It was announced this week that national installations company Anglian Home Improvements are to enter the triple glazing market full on by launching their own range of triple glazing. This is going to be in direct competition with Everest who have been pushing triple glazing for quite a while now. Check out the new Anglian advert:

It’s not a bad advert. They could have gone down the really cheesy route with it, but decided not to, which I’m glad of. Not a massive fan of the scrappage scheme thing at the end as it’s a tag on to the Government’s car scrappage scheme a few years ago which I think will cause quite a fair bit of confusion with the homeowner. If you’re going to advertise a discount or a sale, why not do it the traditional way? Either way though, a decent ad all round.

If the demand isn’t there, why not create it?
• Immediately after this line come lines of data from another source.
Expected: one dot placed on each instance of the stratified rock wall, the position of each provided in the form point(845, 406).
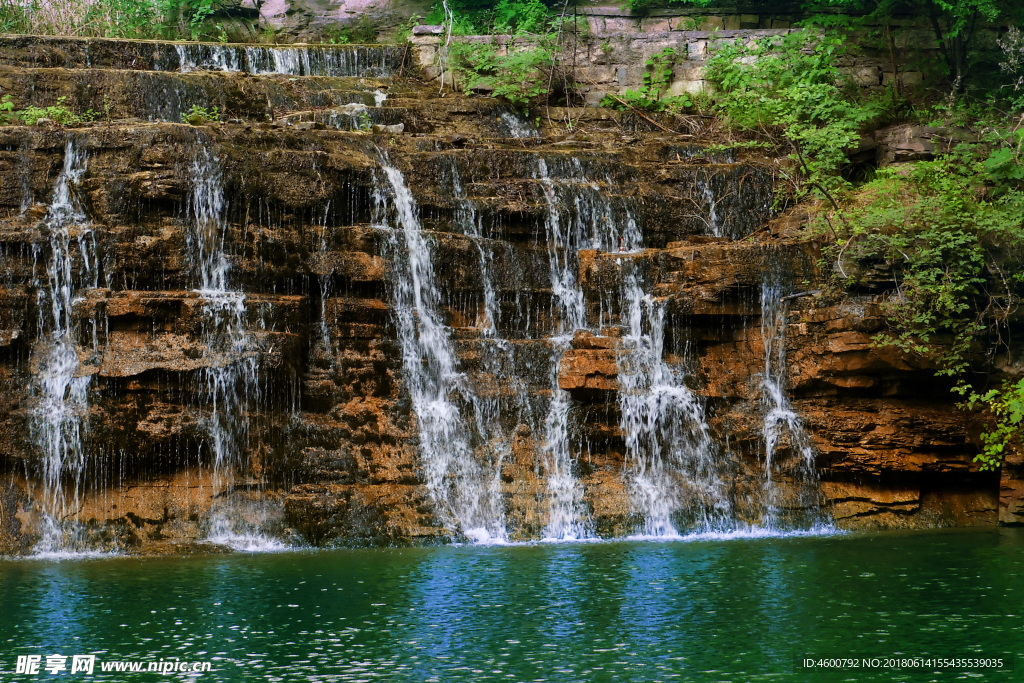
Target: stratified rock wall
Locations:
point(332, 445)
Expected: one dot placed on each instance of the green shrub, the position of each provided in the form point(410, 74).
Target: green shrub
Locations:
point(787, 89)
point(200, 116)
point(30, 116)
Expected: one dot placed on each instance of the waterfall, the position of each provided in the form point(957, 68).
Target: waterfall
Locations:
point(230, 379)
point(779, 418)
point(58, 422)
point(565, 508)
point(339, 61)
point(674, 467)
point(462, 487)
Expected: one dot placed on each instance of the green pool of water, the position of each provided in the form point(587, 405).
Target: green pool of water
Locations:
point(701, 610)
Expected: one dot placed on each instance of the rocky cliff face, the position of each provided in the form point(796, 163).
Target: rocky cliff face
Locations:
point(287, 326)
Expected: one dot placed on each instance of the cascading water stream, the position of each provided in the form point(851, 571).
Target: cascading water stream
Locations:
point(59, 418)
point(675, 468)
point(462, 487)
point(779, 418)
point(566, 518)
point(230, 380)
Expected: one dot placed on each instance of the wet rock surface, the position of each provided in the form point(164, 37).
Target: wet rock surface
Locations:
point(332, 441)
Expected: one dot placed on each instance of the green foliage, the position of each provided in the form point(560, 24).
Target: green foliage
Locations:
point(30, 116)
point(200, 116)
point(518, 76)
point(651, 95)
point(656, 79)
point(1007, 407)
point(518, 17)
point(361, 31)
point(785, 89)
point(942, 229)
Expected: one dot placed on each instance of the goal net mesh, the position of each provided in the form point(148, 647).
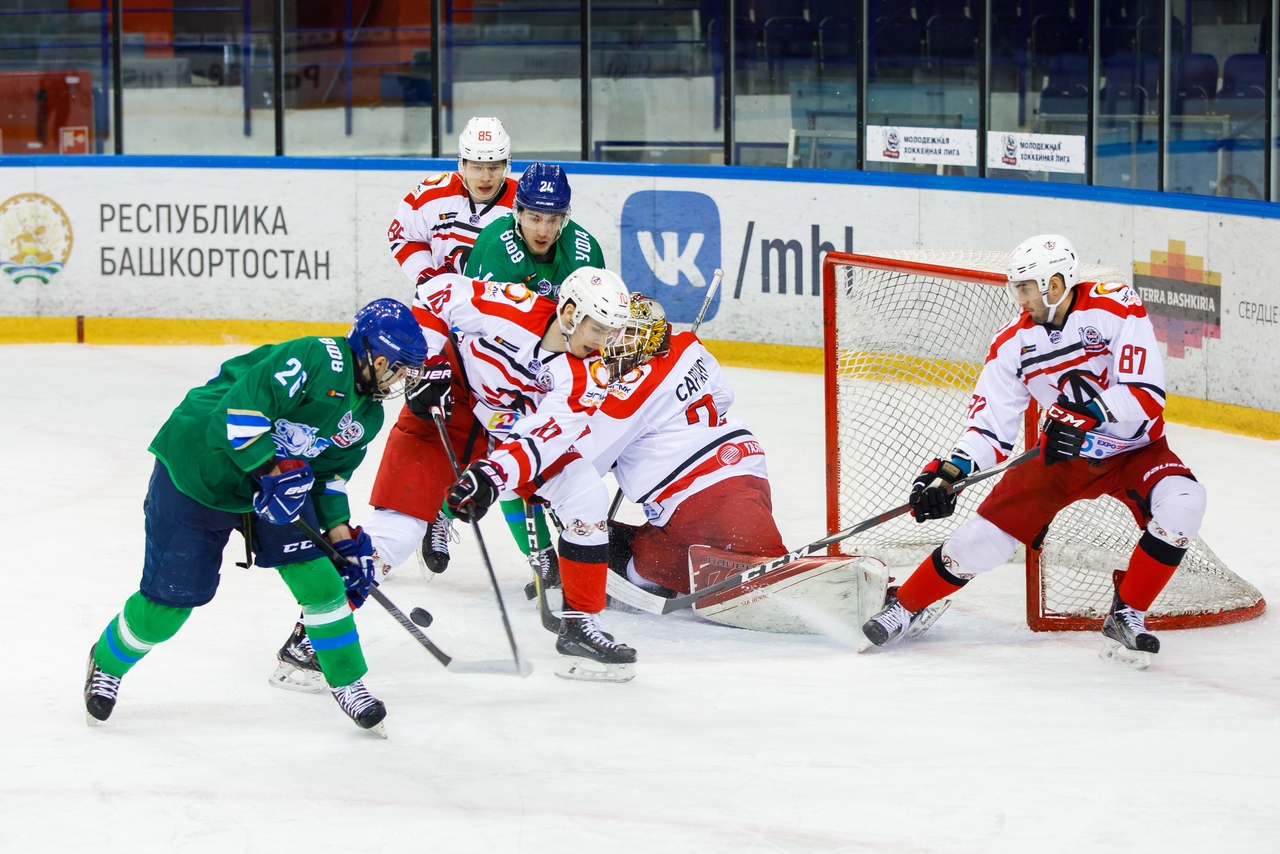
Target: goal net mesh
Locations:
point(909, 333)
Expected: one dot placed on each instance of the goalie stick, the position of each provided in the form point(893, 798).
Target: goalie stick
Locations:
point(380, 598)
point(707, 301)
point(438, 416)
point(632, 596)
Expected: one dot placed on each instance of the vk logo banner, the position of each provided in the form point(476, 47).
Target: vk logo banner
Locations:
point(671, 249)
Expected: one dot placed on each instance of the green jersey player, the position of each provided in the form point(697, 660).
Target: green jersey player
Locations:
point(536, 245)
point(270, 439)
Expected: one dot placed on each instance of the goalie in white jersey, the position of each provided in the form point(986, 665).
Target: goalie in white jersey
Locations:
point(1087, 354)
point(437, 224)
point(666, 433)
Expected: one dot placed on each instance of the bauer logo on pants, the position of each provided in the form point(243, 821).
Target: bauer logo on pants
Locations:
point(671, 246)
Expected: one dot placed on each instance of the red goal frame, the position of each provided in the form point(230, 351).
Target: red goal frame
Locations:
point(1036, 617)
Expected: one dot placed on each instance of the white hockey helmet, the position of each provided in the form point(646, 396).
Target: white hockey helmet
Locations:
point(484, 140)
point(1038, 259)
point(595, 293)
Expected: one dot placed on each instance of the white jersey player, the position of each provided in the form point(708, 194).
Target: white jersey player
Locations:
point(1086, 351)
point(700, 475)
point(437, 224)
point(525, 360)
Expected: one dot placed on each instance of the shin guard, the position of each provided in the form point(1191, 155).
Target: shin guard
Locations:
point(1150, 569)
point(929, 583)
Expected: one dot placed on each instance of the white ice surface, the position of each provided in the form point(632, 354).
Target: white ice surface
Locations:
point(981, 736)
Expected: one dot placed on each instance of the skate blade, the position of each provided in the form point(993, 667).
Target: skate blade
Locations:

As I said above, Everest were first to this game quite a while ago now, and I can see their thinking. Get there first before anyone else does and when consumers start to think about triple glazing, they should be thinking of Everest first. However I think the rest of the industry was hesitant to jump on the bandwagon as the signs of demand for triple glazing were very weak at best, and it hasn’t got that much better in the last year or so. Still, the industry won’t wait for someone else to gain market share for too long, hence the entry to the market from Anglian.

The demand however is still weak. The Triple Glazing Question debate in April proved that there are some serious scientific doubts as to the benefits of triple glazing, as well as presenting some enormous logistical and pricing problems for many manufacturers to overcome. But the industry has spent a lot of money bringing triple glazing to the industry and cannot afford for it to fail. So if there demand isn’t quite there, why not give it a little nudge?

Honesty best way forward

It would still be nice for the industry to be honest about triple glazing with the customer though. It would be nice for us to show them when triple glazing becomes effective for their home and when it doesn’t. For example, it would be good for the industry to explain that the wider units (40mm or 44mm) in specially designed frames are the most effective form of triple glazing, as opposed to adapted forms of glazing made to fit frames traditionally used for double glazing.

I believe the demand for triple glazing is going to increase over the coming years, but only due to increased advertising of the product rather than natural demand from the general public.